Low-Rank Factorization
A simple method to reduce the number of parameters is to use a low-rank
decomposition of the embedding matrix, as implemented in
pykeen.nn.representation.LowRankEmbeddingRepresentation
. Here, each
representation is a linear combination of shared base representations.
Typically, the number of bases is chosen smaller than the dimension of
each base representation.
NodePiece
Another example is NodePiece, which takes inspiration
from tokenization we encounter in, e.g.. NLP, and represents each entity
as a set of tokens. The implementation in PyKEEN,
pykeen.nn.representation.NodePieceRepresentation
, implements a simple yet
effective variant thereof, which uses a set of randomly chosen incident
relations (including inverse relations) as tokens.
Label-based
Label-based representations use the entities’ (or relations’) labels to
derive representations. To this end,
pykeen.nn.representation.LabelBasedTransformerRepresentation
uses a
(pre-trained) transformer model from the transformers
library to encode
the labels. Since the transformer models have been trained on huge corpora
of text, their text encodings often contain semantic information, i.e.,
labels with similar semantic meaning get similar representations. While we
can also benefit from these strong features by just initializing an
pykeen.nn.representation.Embedding
with the vectors, e.g., using
pykeen.nn.init.LabelBasedInitializer
, the
pykeen.nn.representation.LabelBasedTransformerRepresentation
include the
transformer model as part of the KGE model, and thus allow fine-tuning
the language model for the KGE task. This is beneficial, e.g., since it
allows a simple form of obtaining an inductive model, which can make
predictions for entities not seen during training.
from pykeen.pipeline import pipeline
from pykeen.datasets import get_dataset
from pykeen.nn import LabelBasedTransformerRepresentation
from pykeen.models import ERModel
dataset = get_dataset(dataset="nations")
entity_representations = LabelBasedTransformerRepresentation.from_triples_factory(
triples_factory=dataset.training,
)
result = pipeline(
dataset=dataset,
model=ERModel,
model_kwargs=dict(
interaction="ermlpe",
interaction_kwargs=dict(
embedding_dim=entity_representations.shape[0],
),
entity_representations=entity_representations,
relation_representations_kwargs=dict(
shape=entity_representations.shape,
),
),
training_kwargs=dict(
num_epochs=1,
),
)
model = result.model
We can use the label-encoder part to generate representations for unknown entities with labels. For instance, “uk” is an entity in nations, but we can also put in “united kingdom”, and get a roughly equivalent vector representations
entity_representation = model.entity_representations[0]

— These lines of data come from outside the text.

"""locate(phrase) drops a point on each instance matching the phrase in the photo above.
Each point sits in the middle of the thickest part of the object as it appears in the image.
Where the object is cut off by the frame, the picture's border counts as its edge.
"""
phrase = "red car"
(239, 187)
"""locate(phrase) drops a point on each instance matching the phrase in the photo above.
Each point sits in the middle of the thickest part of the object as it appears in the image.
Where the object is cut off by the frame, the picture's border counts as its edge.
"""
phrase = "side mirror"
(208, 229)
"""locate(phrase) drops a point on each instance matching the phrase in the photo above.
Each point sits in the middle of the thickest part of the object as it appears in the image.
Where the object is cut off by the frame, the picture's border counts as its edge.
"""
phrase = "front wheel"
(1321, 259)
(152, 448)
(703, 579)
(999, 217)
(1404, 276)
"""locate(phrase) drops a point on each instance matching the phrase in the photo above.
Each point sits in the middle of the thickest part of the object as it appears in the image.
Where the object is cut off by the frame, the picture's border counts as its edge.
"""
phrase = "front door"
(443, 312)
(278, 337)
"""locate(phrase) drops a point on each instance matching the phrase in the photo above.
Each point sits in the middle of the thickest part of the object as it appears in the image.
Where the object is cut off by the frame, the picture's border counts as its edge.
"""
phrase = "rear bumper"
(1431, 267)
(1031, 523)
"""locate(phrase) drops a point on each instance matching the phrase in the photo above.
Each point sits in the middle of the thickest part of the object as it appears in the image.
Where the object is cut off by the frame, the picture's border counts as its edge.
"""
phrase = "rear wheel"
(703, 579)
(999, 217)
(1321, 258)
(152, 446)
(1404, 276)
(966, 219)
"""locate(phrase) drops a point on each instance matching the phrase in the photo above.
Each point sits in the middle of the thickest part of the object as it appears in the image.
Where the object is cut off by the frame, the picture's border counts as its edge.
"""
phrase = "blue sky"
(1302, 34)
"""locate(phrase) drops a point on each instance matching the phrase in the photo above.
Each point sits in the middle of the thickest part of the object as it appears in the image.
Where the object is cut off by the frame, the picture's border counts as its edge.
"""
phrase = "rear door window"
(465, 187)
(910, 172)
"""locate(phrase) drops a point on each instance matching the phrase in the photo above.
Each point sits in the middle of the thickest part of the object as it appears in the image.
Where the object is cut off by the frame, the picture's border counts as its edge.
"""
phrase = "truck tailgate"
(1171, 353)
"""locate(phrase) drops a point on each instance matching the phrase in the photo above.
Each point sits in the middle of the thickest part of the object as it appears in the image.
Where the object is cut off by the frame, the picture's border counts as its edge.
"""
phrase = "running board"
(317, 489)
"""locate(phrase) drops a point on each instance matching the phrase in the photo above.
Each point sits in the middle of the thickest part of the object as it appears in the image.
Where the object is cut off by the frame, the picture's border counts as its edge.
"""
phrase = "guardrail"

label_encoder = entity_representation.encoder
uk, united_kingdom = label_encoder(labels=["uk", "united kingdom"])
Thus, if we would put the resulting representations into the interaction function, we would get similar scores
# true triple from train: ['brazil', 'exports3', 'uk']
relation_representation = model.relation_representations[0]
h_repr = entity_representation.get_in_more_canonical_shape(
dim="h",
indices=torch.as_tensor(dataset.entity_to_id["brazil"]).view(1),
)
r_repr = relation_representation.get_in_more_canonical_shape(
dim="r",
indices=torch.as_tensor(dataset.relation_to_id["exports3"]).view(1),
)
scores = model.interaction(
h=h_repr,
r=r_repr,
t=torch.stack([uk, united_kingdom]),
)
print(scores)
As a downside, this will usually substantially increase the computational cost of computing triple scores.